Nicht jeder mag die Listendarstellung herkömmlicher RSS-Reader. Die iPad-Anwendung Paper Pile stellt beliebige Feeds im Format einer traditionellen Zeitung dar.

Die Zeitung der Zukunft sieht mit großer Wahrscheinlichkeit anders aus als das, was momentan noch gedruckt auf Papier jeden Morgen in den Kiosken zu finden ist. Dennoch fällt es vielen Menschen schwer, sich ganz von dem Konzept eines statischen, in Ressorts unterteilten, im Layout einer klassischen Zeitung erscheinenden Produkts zu lösen. Nicht jeder fühlt sich im Google Reader oder anderen, listenbasierten RSS-Tools wohl.
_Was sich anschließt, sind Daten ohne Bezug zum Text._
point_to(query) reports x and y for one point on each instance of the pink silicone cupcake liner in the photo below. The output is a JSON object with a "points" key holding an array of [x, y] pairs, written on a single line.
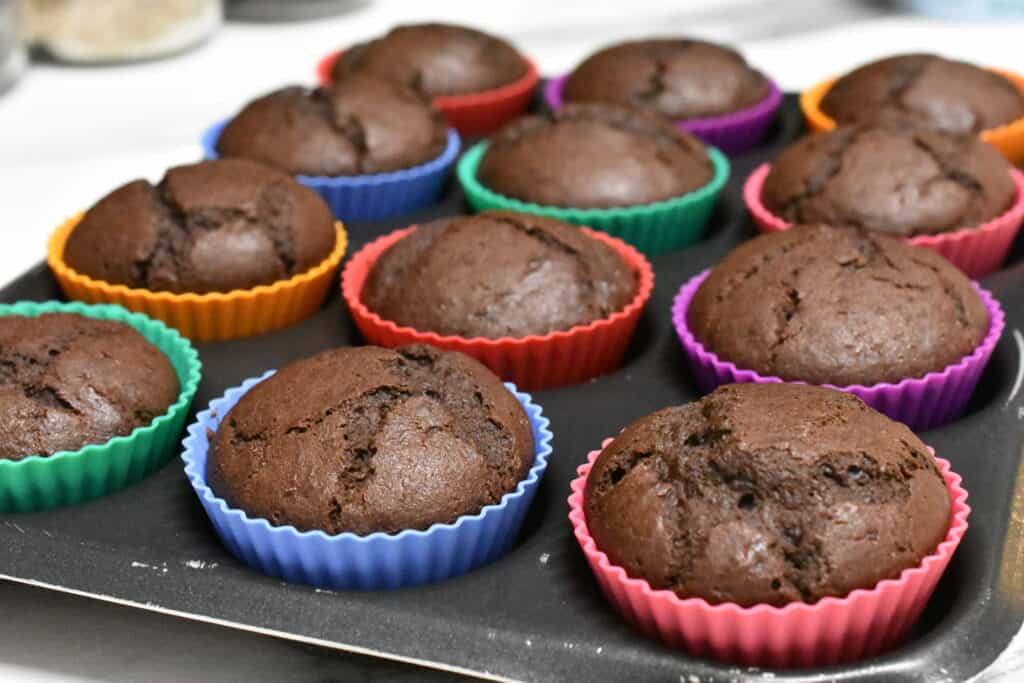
{"points": [[921, 402], [732, 133], [828, 632], [977, 251]]}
Die iPad-Applikation Paper Pile vom Berliner Entwickler Daniel Wetzel richtet sich an alle, die zwar das Paper aufgeben wollen, aber noch immer am optischen Erscheinungsbild einer traditionellen Zeitung hängen.

Paper Pile ist ein alternativer RSS-Reader, der sämtliche abonnierten Inhalte im Zeitungsformat aufbereitet und an das iPad anpasst. Alle Artikel lassen sich in beliebige Ressorts einordnen und werden anschließend dort inklusive Vorschaubildern im Blocksatz angezeigt.